J'aime tellement la danse et les folies physiques que je sens avec évidence
que, si j'avais été jeune fille, j'eusse mal tourné.
Mais, depuis que me voilà plongé dans la lecture de cet illustré, je jurerai n'avoir vu de ma vie
d'aussi féériques photographies, l'océan paresseux berçant les cheminées.
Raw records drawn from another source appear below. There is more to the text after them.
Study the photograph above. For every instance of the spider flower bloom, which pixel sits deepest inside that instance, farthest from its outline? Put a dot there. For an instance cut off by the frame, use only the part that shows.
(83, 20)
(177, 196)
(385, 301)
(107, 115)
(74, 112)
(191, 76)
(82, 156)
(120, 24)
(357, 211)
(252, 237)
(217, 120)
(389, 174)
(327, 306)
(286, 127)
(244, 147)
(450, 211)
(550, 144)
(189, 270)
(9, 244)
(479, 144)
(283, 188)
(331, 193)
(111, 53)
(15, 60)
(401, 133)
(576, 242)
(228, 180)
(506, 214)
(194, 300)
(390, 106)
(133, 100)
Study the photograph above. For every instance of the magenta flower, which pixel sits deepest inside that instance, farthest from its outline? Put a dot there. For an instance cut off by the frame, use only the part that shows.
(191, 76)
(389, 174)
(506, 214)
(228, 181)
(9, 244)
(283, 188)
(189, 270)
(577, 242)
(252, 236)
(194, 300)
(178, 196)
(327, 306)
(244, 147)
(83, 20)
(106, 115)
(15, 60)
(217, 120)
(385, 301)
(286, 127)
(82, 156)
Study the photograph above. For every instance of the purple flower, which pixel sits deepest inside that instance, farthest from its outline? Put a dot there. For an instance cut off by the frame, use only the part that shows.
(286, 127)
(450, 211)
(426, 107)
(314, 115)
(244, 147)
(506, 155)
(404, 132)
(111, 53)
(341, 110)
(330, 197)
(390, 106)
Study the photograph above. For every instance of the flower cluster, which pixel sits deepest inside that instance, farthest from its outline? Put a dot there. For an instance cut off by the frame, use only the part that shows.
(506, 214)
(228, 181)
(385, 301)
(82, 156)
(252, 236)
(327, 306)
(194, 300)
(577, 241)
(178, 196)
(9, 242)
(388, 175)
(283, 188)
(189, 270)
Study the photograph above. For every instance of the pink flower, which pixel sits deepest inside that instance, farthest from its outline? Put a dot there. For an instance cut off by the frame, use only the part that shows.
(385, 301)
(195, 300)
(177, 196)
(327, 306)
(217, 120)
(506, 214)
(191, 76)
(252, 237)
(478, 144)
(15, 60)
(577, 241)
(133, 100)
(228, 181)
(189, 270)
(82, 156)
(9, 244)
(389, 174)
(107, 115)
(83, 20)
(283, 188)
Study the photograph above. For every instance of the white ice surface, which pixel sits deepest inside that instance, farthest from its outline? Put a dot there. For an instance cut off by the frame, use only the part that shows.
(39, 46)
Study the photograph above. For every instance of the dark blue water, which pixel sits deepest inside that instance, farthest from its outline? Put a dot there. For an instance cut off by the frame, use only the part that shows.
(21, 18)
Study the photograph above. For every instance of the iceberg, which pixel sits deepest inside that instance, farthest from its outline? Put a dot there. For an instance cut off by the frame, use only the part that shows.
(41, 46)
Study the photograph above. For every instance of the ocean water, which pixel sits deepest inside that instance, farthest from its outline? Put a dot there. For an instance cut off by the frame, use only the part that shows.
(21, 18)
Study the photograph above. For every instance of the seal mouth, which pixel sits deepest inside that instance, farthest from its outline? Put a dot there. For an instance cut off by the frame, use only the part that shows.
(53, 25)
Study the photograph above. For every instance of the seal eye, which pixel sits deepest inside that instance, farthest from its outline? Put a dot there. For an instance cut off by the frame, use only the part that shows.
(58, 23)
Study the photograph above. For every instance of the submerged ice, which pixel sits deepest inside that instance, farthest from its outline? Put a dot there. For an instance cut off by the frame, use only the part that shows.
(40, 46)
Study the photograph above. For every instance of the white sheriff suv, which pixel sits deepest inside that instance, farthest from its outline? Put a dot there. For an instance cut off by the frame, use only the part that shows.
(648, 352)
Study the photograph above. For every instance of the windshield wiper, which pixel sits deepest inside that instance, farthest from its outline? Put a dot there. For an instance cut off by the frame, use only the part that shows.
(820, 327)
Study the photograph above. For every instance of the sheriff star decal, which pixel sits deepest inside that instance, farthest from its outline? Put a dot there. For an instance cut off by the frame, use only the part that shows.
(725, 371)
Je vois dans le port, sur le pont des vapeurs, parmi des marchandises indéterminées,
les matelots se mêler aux chauffeurs, des corps polis comme des machines,
mille objets de la Chine, les modes et les inventions.

Puis, prêts à traverser la ville, dans la douceur des automobiles, les poètes et les boxeurs.

Ce soir, quelle est ma méprise, qu'avec tant de tristesse, tout me semble beau.

L'argent qui est réel, la paix, les vastes entreprises.
Les autobus et les tombeaux, les champs, les ports, les maîtresses.
Jusqu'à la vie inimitable des hôtels. 

Je voudrais être à Vienne et à Calcutta.
Prendre tous les trains et tous les navires.
Forniquer toutes les femmes et bâfrer tous les plats.
Mondain, chimiste, putain, ivrogne, musicien, ouvrier, peintre, acrobate, acteur,
vieillard, enfant, escroc, voyou, ange et noceur.
Millionaire, bourgeois, cactus, girafe ou corbeau,
lâche, héros, nègre, singe,
Don Juan, souteneur, Lord,
paysan, chasseur, industriel, faune et flore.
Je suis toutes les choses,
tous les hommes et tous les animaux ! 

Que faire ?
Essayons du grand air.
Peut-être y pourrais-je quitter ma funeste pluralité ! 
Et tandis que la lune, par delà les marronniers, attelle ses lévriers,
et qu'ainsi en kaléidoscope, mes abstractions élaborent les variations,
des accords de mon corps, que mes doigts collés,
au délice de mes clés absorbent de fraiches syncopes,
sous des motions immortelles vibrent mes bretelles,
et piéton idéal.
du Palais Royal,
je m'énivre avec candeur même des mauvaises odeurs, plein d'un mélange d'éléphant et d'ange.

Mon lecteur :
Je ballade sous la lune ta future infortune,
armée de tant d'algèbre,
que,
sans désirs sensuels,
j'entrevois,
fumoir du baiser,
con, pipe, eau,
Afrique et repos funèbre, derrière les stores apaisés, le calme des bordels.

Du baume, O ma raison ! 
Tout Paris est atroce et je hais ma maison.
Déjà les cafés sont noirs.
Il ne reste, O mes hystéries ! que les claires écuries des urinoirs.
Je ne puis plus rester dehors.
 
Voici ton lit, sois bête et dors. 
Mes derniers des locataires qui se grattent tristement les pieds.
Et bien que tombant à moitié,
si j'entendais sur la terre retentir des locomotives, que mes âmes pourtant redeviendraient attentives ! 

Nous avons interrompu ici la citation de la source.